On the one hand, Japanese exporters appear to be adapting well to the high Yen, and most of the well-known companies are recording healthy profits. On the other hand, Japan recorded its first trade deficit in two years, and the second largest since 1985. Its current account surplus also fell to a modest $5 Billion, on the basis of high oil prices and declining investment inflows. It seems that both foreign and domestic investors are becoming more wary about Japan, which is being reflected in more capital going out and less coming in. Business Week recently reported that “Investment flows into Japanese mutual funds that focus on offshore assets rose 14 percent to 624.6 billion yen ($7.51 billion) in January from a year earlier.”
In fact, this trend is being driven in part by low interest rates. Japan’s benchmark rate is basically nil, and long-term rates are proportionately minuscule. If not for perennial deflation, real interest rates would probably be the lowest in the world. Given that the Bank of Japan probably won’t raise interest rates for another two years (it’s actually quite ridiculous to even broach the possibility at this point, given that it hasn’t even finished unrolling its monetary easing plan), this phenomenon will only further entrench itself.

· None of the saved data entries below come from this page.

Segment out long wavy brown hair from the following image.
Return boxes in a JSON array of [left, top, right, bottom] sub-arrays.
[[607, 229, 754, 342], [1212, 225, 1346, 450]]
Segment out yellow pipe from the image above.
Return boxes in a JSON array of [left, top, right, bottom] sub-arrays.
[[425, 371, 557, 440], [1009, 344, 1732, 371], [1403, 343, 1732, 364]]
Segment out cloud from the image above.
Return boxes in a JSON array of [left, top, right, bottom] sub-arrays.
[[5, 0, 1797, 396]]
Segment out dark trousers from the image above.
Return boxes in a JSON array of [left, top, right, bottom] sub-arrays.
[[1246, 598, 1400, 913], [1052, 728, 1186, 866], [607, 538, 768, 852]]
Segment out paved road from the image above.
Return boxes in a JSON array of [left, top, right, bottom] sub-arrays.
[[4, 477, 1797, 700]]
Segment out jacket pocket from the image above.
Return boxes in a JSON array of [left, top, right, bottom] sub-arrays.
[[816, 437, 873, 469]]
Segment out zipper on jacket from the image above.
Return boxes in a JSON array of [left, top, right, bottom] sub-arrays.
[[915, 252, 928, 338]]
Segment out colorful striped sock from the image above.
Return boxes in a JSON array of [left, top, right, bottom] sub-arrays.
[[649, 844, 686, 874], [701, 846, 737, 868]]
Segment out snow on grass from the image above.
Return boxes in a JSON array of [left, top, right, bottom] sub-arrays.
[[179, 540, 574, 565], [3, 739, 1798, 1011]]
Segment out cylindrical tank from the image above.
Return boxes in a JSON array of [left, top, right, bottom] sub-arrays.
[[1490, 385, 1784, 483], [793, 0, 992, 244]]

It seems that the forex markets are finally taking notice, due in part to last week’s rumblings about ECB rate hikes. As a result, the Japanese Yen is set to resume its role as the funding currency of choice for carry trades. According to a Bloomberg News analysis, in 2011, “Carry trades using the yen gained 23.8 percent [on an annualized basis], compared with 2.8 percent in dollar-funded trades.”That represents an about-face from 2010, when the Dollar was the most profitable funding currency. In addition, volatility is slowly returning to pre-credit crisis levels, increasing the stability (and hence, attractiveness) of the carry trade.

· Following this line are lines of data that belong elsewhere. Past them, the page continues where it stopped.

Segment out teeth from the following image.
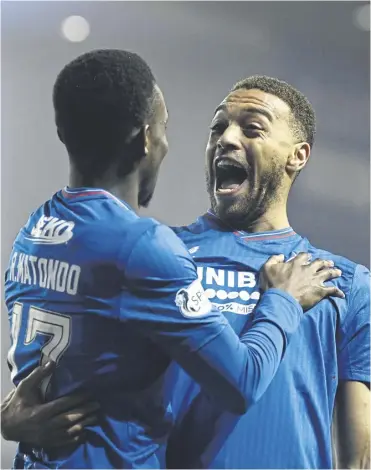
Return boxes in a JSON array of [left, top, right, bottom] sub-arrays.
[[216, 160, 242, 169]]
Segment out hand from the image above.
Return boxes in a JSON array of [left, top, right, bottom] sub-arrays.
[[259, 253, 345, 311], [1, 362, 100, 448]]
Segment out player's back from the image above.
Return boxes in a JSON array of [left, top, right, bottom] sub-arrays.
[[5, 187, 174, 468]]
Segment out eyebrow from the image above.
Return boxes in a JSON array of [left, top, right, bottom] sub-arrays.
[[213, 104, 275, 122]]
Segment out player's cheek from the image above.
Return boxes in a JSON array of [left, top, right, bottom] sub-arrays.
[[205, 139, 216, 167]]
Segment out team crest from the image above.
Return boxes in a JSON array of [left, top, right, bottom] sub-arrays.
[[175, 280, 212, 318]]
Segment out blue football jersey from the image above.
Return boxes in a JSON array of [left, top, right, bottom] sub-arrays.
[[166, 211, 371, 469], [5, 189, 304, 469]]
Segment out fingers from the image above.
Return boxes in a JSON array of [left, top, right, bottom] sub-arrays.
[[53, 434, 84, 448], [318, 285, 345, 299], [41, 411, 98, 449], [308, 259, 335, 272], [46, 401, 100, 429], [47, 410, 98, 438], [40, 393, 99, 418], [289, 252, 311, 264], [264, 254, 285, 267], [62, 402, 100, 426], [18, 361, 55, 394], [43, 433, 85, 450], [65, 414, 98, 437], [317, 267, 342, 283]]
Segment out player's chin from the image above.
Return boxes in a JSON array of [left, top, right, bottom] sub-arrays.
[[212, 193, 248, 225]]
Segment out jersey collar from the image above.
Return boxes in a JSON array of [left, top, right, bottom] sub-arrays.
[[61, 186, 134, 212], [204, 210, 297, 242]]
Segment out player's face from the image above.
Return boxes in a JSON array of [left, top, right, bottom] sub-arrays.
[[138, 86, 169, 208], [205, 88, 295, 229]]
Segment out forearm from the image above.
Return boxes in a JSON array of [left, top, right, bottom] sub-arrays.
[[172, 289, 302, 414], [335, 433, 370, 469], [228, 289, 302, 406], [334, 420, 370, 468], [333, 382, 370, 469]]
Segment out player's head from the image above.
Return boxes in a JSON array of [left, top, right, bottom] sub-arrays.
[[53, 49, 168, 207], [205, 75, 316, 229]]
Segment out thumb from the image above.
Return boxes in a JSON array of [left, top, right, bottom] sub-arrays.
[[264, 254, 285, 267], [18, 361, 55, 392]]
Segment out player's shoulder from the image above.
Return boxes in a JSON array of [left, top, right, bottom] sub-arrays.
[[309, 244, 357, 272], [171, 214, 216, 244], [129, 217, 191, 261], [172, 211, 215, 232], [21, 191, 136, 242], [308, 245, 370, 335], [18, 191, 161, 256], [123, 218, 196, 283], [307, 242, 369, 295]]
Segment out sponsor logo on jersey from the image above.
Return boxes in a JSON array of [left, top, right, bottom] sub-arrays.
[[197, 266, 260, 315], [175, 279, 212, 318], [189, 246, 200, 255], [26, 215, 75, 245]]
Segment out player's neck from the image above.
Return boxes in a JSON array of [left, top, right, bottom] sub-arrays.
[[236, 202, 290, 234], [244, 210, 290, 233], [239, 191, 292, 233], [69, 170, 140, 212]]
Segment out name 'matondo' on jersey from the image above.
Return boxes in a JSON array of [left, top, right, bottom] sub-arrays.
[[8, 251, 81, 295]]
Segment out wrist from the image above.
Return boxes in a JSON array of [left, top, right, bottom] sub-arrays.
[[262, 288, 302, 312]]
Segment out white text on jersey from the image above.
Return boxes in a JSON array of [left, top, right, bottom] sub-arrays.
[[196, 266, 260, 315], [197, 266, 257, 288], [25, 215, 75, 245], [8, 251, 81, 295]]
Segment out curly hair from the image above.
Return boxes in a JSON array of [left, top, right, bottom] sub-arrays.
[[53, 49, 156, 177]]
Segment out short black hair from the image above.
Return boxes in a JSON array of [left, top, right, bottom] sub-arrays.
[[53, 49, 156, 177], [231, 75, 316, 148]]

As if that wasn’t enough, the government of Japan continues to run massive budget deficits. Wary of the growing national debt (and perhaps of the recent downgrade of Japan’s sovereign credit rating), the legislature appears unwilling to sanction the issuance of more debt. For better or worse, the resultant political standoff could lead to the ousting of Prime Minister Naoto Kan. If recent history is any indication, it seems unlikely that his successor will break through the political stalemate that seems to plague the country.
It’s hard to find a single analyst that is bullish on the Yen. “The yen may weaken to 86 per dollar by the end of the second quarter and 90 by the end of the year, according a Bloomberg News survey of 40 forecasters.” Meanwhile, speculators are net short the Yen for the first time this year, according to the most recent CFTC Commitment of Traders report. It has already weakened 8% (on a trade-weighted basis) from its 2010 peak, and has depreciated against every single major currency in 2011. Perhaps the strongest indication is that the Bank of Japan has announced that it is no longer preoccupied with the Yen, despite the fact that it is still within striking distance of its all-time high against the Dollar.
In short, while I hesitate to broach the earthquake again for fear of sounding callous, I think it might just provide investors with the excuse they need to send the Yen down, down, down.